With regards to *"How to increment a pointer address and pointer's value?"* I think that `++(*p++);` is actually well defined and does what you're asking for, e.g.:

#include <stdio.h>

int main() {
int a = 100;
int *p = &a;
printf("%p\n",(void*)p);
++(*p++);
printf("%p\n",(void*)p);
printf("%d\n",a);
return 0;
}

It's not modifying the same thing twice before a sequence point. I don't think it's good style though for most uses - it's a little too cryptic for my liking.

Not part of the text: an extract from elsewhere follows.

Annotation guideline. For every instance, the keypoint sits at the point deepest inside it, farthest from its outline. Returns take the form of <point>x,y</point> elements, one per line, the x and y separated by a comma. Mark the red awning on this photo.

checked the program and the results are as,

p++; // use it then move to next int position
++p; // move to next int and then use it
++*p; // increments the value by 1 then use it
++(*p); // increments the value by 1 then use it
++*(p); // increments the value by 1 then use it
*p++; // use the value of p then moves to next position
(*p)++; // use the value of p then increment the value
*(p)++; // use the value of p then moves to next position
*++p; // moves to the next int location then use that value
*(++p); // moves to next location then use that value

The following is an instantiation of the various "just print it" suggestions. I found it instructive.

#include "stdio.h"

int main() {
static int x = 5;
static int *p = &x;
printf("(int) p => %d\n",(int) p);
printf("(int) p++ => %d\n",(int) p++);
x = 5; p = &x;
printf("(int) ++p => %d\n",(int) ++p);
x = 5; p = &x;
printf("++*p => %d\n",++*p);
x = 5; p = &x;
printf("++(*p) => %d\n",++(*p));
x = 5; p = &x;
printf("++*(p) => %d\n",++*(p));
x = 5; p = &x;
printf("*p++ => %d\n",*p++);
x = 5; p = &x;
printf("(*p)++ => %d\n",(*p)++);
x = 5; p = &x;
printf("*(p)++ => %d\n",*(p)++);
x = 5; p = &x;
printf("*++p => %d\n",*++p);
x = 5; p = &x;
printf("*(++p) => %d\n",*(++p));
return 0;
}

It returns

(int) p => 256688152
(int) p++ => 256688152
(int) ++p => 256688156
++*p => 6
++(*p) => 6
++*(p) => 6
*p++ => 5
(*p)++ => 5
*(p)++ => 5
*++p => 0
*(++p) => 0

I cast the pointer addresses to `int`s so they could be easily compared.

I compiled it with GCC.

Note:
1) Both ++ and * have same precedence(priority), so the associativity comes into picture.
2) in this case Associativity is from **Right-Left**

important table to remember in case of pointers and arrays:

operators precedence associativity

1) () , [] 1 left-right
2) * , identifier 2 right-left
3) <data type> 3 ----------

let me give an example, this might help;

char **str;
str = (char **)malloc(sizeof(char*)*2); // allocate mem for 2 char*
str[0]=(char *)malloc(sizeof(char)*10); // allocate mem for 10 char
str[1]=(char *)malloc(sizeof(char)*10); // allocate mem for 10 char

strcpy(str[0],"abcd"); // assigning value
strcpy(str[1],"efgh"); // assigning value

while(*str)
{
cout<<*str<<endl; // printing the string
*str++; // incrementing the address(pointer)
// check above about the prcedence and associativity
}
free(str[0]);
free(str[1]);
free(str);

First, the ++ operator takes precedence over the * operator, and the () operators take precedence over everything else.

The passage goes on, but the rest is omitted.